I just had to throw this in. Below is an article I wrote in 2006:

A Historical Look at the Major Search Engines and SEO

1994

* WebCrawler launches
* Lycos launches
* Yahoo! is founded

1995

* AltaVista launches
* Excite launches
* Inktomi launches
* Infoseek launches
* Yahoo! goes commercial (incorporates)
* Little if any optimization had been attempted by those outside of search engines
* Some pioneering sorts had forayed into optimization tied to alphabetical placement in the Yahoo! directory, for example setting up a domain or a site/business name beginning with a number or the first few letters of the alphabet

1996

* Those who had begun to experiment discovered some value in lexical density and keyword placement
* Sites submitted to Yahoo! were, in great number, listed within a week, without much restriction, so growth had truly taken off
* The first papers begin to appear on the web about text matching and data mining – as well as interviews with search engine engineers
* Indexing as an understood methodology began attracting interest and many had discoverd the nature of the core database and scoring structure

1997

* A select few surface, having completely determined the algorithmic parameters of Excite’s ranking calculations
* This knowledge gave way to “page jacking” and “baiting” of websites
* SEO explodes as people began to see simple and easy results in 24 hours with Infoseek’s new update cycle
* Spam becomes a very serious problem

1998

* Yahoo! Web Search powered by Inktomi
* After several papers were delivered at the WWW conferences, it became clear search engines would start moving toward off-page criteria in indexing algorithms
* Decoding algorithms became very sophisticated in 1998 and 1999
* Search engines lean toward increased complexity with multiple languages, term vectors, and other language expertise
* Google jumps into the fray with an ax
* Doorway page generators arrive and are implemented in large numbers
* SEO firms begin to decline (as their clients are banned from Google, in particular)
* The authority model has established Google as a dominant leader

1999

* The influence of Google becomes fully manifested in the industry
* Link popularity tactics grow due to Google’s influence and increasingly undermine the power of Google

2000

* Infoseek is gone
* Teoma founded
* Google gains more hold – other engines take their places in what will be the background
* Goto.com (to be Overture and then Yahoo!
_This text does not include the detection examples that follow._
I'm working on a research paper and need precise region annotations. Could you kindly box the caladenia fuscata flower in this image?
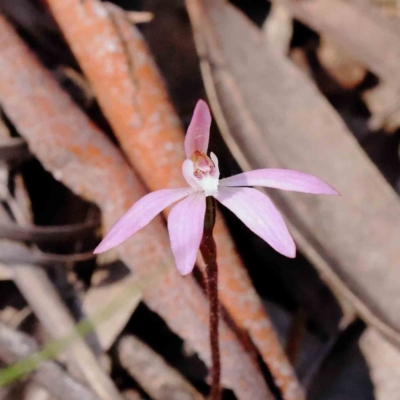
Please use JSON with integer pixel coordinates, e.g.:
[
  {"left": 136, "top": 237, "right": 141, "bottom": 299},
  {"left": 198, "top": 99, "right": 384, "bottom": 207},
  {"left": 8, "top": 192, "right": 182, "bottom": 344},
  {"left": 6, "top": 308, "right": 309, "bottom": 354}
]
[
  {"left": 95, "top": 100, "right": 339, "bottom": 400},
  {"left": 94, "top": 100, "right": 339, "bottom": 275}
]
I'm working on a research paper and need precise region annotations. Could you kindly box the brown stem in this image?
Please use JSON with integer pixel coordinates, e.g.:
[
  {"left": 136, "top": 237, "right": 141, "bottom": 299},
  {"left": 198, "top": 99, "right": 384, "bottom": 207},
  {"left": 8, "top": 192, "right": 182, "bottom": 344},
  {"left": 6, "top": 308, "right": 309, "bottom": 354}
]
[{"left": 200, "top": 196, "right": 221, "bottom": 400}]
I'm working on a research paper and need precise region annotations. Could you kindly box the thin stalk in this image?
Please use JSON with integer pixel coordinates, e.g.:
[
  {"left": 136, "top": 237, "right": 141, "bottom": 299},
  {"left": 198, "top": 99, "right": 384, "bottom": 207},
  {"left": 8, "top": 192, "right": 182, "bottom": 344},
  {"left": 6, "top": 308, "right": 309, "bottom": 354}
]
[{"left": 200, "top": 196, "right": 221, "bottom": 400}]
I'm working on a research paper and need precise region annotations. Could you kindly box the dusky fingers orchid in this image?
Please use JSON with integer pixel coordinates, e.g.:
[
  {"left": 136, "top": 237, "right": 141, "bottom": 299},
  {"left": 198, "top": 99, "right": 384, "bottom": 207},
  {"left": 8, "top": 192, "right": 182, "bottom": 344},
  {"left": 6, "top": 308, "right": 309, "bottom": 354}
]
[{"left": 95, "top": 100, "right": 339, "bottom": 275}]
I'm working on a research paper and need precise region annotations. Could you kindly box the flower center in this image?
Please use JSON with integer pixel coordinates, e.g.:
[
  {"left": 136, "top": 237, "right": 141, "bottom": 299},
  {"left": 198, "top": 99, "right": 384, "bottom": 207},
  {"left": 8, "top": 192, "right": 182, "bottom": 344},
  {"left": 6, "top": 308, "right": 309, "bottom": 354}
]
[{"left": 192, "top": 150, "right": 215, "bottom": 180}]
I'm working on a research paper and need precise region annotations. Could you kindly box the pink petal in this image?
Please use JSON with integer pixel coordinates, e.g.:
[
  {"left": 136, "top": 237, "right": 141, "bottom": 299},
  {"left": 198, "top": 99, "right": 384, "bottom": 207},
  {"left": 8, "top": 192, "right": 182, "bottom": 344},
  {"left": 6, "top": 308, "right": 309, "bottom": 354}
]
[
  {"left": 168, "top": 192, "right": 206, "bottom": 275},
  {"left": 215, "top": 187, "right": 296, "bottom": 258},
  {"left": 185, "top": 100, "right": 211, "bottom": 158},
  {"left": 219, "top": 168, "right": 339, "bottom": 195},
  {"left": 94, "top": 188, "right": 193, "bottom": 254}
]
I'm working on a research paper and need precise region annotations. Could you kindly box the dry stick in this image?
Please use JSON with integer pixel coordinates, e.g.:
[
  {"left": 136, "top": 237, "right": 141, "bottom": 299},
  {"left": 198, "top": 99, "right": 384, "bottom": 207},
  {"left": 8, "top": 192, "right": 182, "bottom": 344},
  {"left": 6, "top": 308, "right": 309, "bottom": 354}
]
[
  {"left": 0, "top": 124, "right": 122, "bottom": 400},
  {"left": 117, "top": 336, "right": 204, "bottom": 400},
  {"left": 0, "top": 323, "right": 100, "bottom": 400},
  {"left": 200, "top": 196, "right": 221, "bottom": 400},
  {"left": 0, "top": 13, "right": 273, "bottom": 400}
]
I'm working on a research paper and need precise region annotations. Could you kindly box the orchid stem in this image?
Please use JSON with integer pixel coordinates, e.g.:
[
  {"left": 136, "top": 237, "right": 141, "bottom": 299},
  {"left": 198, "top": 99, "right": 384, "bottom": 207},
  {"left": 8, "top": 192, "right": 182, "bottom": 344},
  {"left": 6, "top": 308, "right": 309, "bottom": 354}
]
[{"left": 200, "top": 196, "right": 221, "bottom": 400}]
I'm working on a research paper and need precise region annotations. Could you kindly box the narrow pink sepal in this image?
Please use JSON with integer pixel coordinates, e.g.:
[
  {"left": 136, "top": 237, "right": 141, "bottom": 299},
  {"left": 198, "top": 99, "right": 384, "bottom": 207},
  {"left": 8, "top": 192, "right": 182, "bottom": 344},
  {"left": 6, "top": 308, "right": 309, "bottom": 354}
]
[
  {"left": 168, "top": 192, "right": 206, "bottom": 275},
  {"left": 215, "top": 187, "right": 296, "bottom": 258},
  {"left": 219, "top": 168, "right": 340, "bottom": 195},
  {"left": 185, "top": 100, "right": 211, "bottom": 158},
  {"left": 94, "top": 188, "right": 193, "bottom": 254}
]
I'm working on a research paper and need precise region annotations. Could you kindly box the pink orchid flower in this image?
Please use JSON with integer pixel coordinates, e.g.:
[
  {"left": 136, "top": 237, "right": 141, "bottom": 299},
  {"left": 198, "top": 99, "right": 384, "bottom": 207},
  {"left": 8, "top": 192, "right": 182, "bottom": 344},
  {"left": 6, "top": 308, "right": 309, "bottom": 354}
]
[{"left": 94, "top": 100, "right": 339, "bottom": 275}]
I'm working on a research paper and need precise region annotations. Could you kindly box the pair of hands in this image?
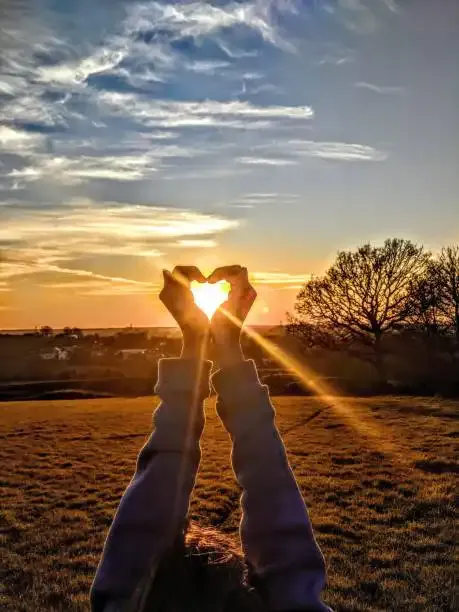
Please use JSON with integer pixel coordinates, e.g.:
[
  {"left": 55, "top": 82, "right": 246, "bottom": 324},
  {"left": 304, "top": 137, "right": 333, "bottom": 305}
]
[{"left": 159, "top": 265, "right": 257, "bottom": 367}]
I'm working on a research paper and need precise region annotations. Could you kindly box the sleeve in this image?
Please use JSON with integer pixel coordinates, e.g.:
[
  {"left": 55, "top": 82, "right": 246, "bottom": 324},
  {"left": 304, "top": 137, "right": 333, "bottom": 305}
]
[
  {"left": 91, "top": 359, "right": 211, "bottom": 612},
  {"left": 212, "top": 361, "right": 330, "bottom": 611}
]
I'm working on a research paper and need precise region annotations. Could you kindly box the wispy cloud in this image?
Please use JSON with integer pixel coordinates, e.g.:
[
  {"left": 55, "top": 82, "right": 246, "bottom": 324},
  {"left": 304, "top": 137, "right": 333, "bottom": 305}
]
[
  {"left": 0, "top": 125, "right": 45, "bottom": 154},
  {"left": 255, "top": 139, "right": 387, "bottom": 161},
  {"left": 355, "top": 81, "right": 405, "bottom": 94},
  {"left": 250, "top": 272, "right": 311, "bottom": 289},
  {"left": 100, "top": 92, "right": 314, "bottom": 129},
  {"left": 226, "top": 193, "right": 300, "bottom": 208},
  {"left": 0, "top": 200, "right": 240, "bottom": 287},
  {"left": 237, "top": 156, "right": 298, "bottom": 166}
]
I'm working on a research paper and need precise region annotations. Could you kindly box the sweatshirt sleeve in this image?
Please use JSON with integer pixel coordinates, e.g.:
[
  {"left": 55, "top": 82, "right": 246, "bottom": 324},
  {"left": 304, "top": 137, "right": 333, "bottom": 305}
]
[
  {"left": 212, "top": 361, "right": 330, "bottom": 611},
  {"left": 91, "top": 359, "right": 211, "bottom": 612}
]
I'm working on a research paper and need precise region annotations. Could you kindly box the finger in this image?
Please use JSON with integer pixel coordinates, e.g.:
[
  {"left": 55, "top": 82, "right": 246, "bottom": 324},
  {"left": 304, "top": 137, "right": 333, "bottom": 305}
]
[
  {"left": 207, "top": 265, "right": 243, "bottom": 284},
  {"left": 172, "top": 266, "right": 206, "bottom": 287}
]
SM) establishes a strong presence on hubs – Yahoo, AOL and MSN
* Efforts in SEO shift almost completely to a Google-centric methods and processes and the core innerworking of Google’s technology becomes widespread knowledge

2001

* Ask Jeeves (Ask.com) acquires Teoma
* The world of SEO begins a steady transition into white hat methods due to the use of blacklists and whitelists and the associative impact they carry
* Algorithmic changes from this point forward are incremental, and a growth in editorial controls enters a steady period of growth
* SEs become increasingly like portals (despite the antithetical pronouncements of some)
* SEO and search technology advancement drifts into a doldrum

2002

* A fairly uneventful year comes to pass, primarily due to the pessimism that has taken hold of the technology sector and the global economy
* Google has managed to uphold its appearance as being vastly capable, by patching its technology with human capability
* Buyout planning gets underway due to search techology reaching a developmental lull

2003

* Yahoo! acquires Inktomi
* FindWhat acquires Espotting
* Google acquires Applied Semantics
* Overture acquires Alta Vista
* Overture acquires Fast (AlltheWeb)

2004

* AlltheWeb switches to Yahoo! Search
* Ask Jeeves acquires Excite, iWon, My Way
* Lycos Search discontinued
* Yahoo! Search launches (first original results)
* MSN Search Beta launches
* Google Index Size reaches a reported 8,058,044,651 documents

2005

* Overture renamed Yahoo! SM
* Ask Jeeves acquires Excite Europe
* InterActiveCorp agrees to a $1.85 billion buyout of Ask Jeeves
* MSN Search launches

2006

* SE traffic 5.1 billion searches per month
* Ask.com – Jeeves retires
* Zeal Directory discontinued

2002: Forward or Not?

SEO has changed little since 2002. Many black hat tactics that were effective in 2002 remain effective in 2006, illustrating the inability of search engines to combat various techniques without some form of human contribution. Editorial intervention has therefore become a part of the overarching scheme, and what is learned from the editorial element is inevitably logged. Useful information is gathered from banned sites as well as sites that are considered to epitomize good citizens of the web. This leads to the maintenance of what we’ll call blacklists and whitelists. These human created lists or databases are the means by way of which search engines have been able to mend holes in the proverbial dike, whilst innovation has come to a “crawl”. By enlisting users to report spamdexing, search engines have largely been able to keep the appearance of having a technology that is as effective as it was in the not-too-distant past. With the mass proliferation of knowledge regarding off-site ranking techniques, it was only a matter of time before patches would be needed. And, with a few clever tweaks and a small human army, the engines managed to appear impervious to a multitude of would-be benefactors. Over time, such a tenuous context is bound to become more-visibly unfavorable for search engines, without an increase in editorial capacity in proportion to the growth of content and the increasing prevalence in manipulation of search results.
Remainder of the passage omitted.